He preached a nonreligious Christianity that emphasized authenticity, creativity, and the leading of the Holy Spirit.
Gerald Coates, a church leader who envisioned a new way of doing church, free from formality and the trappings of tradition, has died at 78.
Coates was influential in spreading charismatic renewal in the United Kingdom and helped develop the house church movement into the British New Church Movement. Through his preaching, prophesying, and provocations, he pushed Christians to be more creative, be more receptive to the Holy Spirit, and understand themselves more as pioneers than settlers.
“God will not be tied to 17th century language, 18th century hymns, 19th century buildings, and 20th century religious inflexibility,” he once declared. “God is changing his church. We are part of that change!”
Coates co-organized the first March for Jesus in London in 1987 and founded Pioneer, a network of churches that prioritize the presence of God and seek to be catalysts for Christian unity. Currently there are about 60 churches in the network.

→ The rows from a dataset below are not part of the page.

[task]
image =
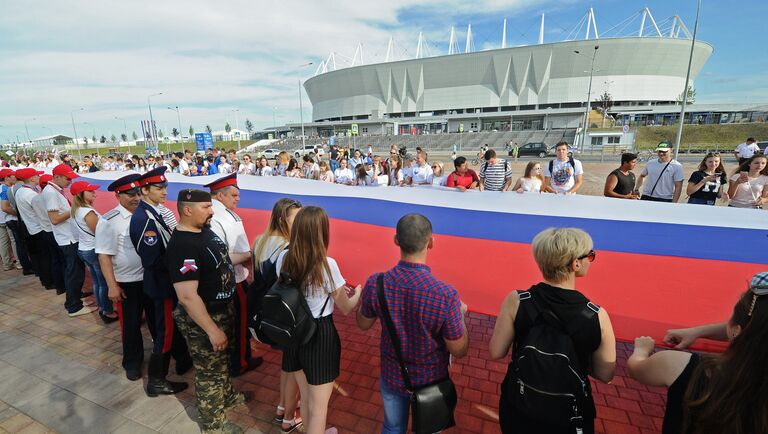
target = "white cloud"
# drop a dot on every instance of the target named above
(206, 57)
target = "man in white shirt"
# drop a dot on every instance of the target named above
(421, 173)
(746, 150)
(564, 174)
(57, 204)
(665, 177)
(343, 174)
(228, 226)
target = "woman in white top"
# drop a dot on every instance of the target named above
(320, 280)
(266, 248)
(531, 180)
(85, 218)
(749, 184)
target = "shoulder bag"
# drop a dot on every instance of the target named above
(432, 405)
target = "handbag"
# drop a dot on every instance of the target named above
(432, 405)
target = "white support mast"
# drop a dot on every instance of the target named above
(504, 35)
(468, 48)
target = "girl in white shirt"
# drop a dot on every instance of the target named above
(85, 218)
(531, 180)
(306, 261)
(749, 184)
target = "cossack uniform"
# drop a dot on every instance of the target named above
(229, 228)
(149, 235)
(112, 239)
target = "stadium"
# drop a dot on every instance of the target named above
(541, 87)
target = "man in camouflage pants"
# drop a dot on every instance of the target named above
(202, 273)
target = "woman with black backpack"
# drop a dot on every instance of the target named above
(558, 339)
(316, 363)
(266, 249)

“We will be forever grateful to Gerald for birthing Pioneer and creating a family for activists, creatives and those who didn’t always fit in mainstream or conventional church settings,” wrote Pioneer UK leader Ness Wilson and Pioneer international leader Billy Kennedy in a tribute to Coates.
They said that Coates “continued to live up to the name of the network he founded” to the end, “clearing the ground of unnecessary religious baggage and making a way for what God was doing.”
Kennedy described Coates as “part of a small group of dreamers and schemers … who set out to ‘restore the church’” and “preached a brand of non-religious Christianity that offended and delighted in equal measure.”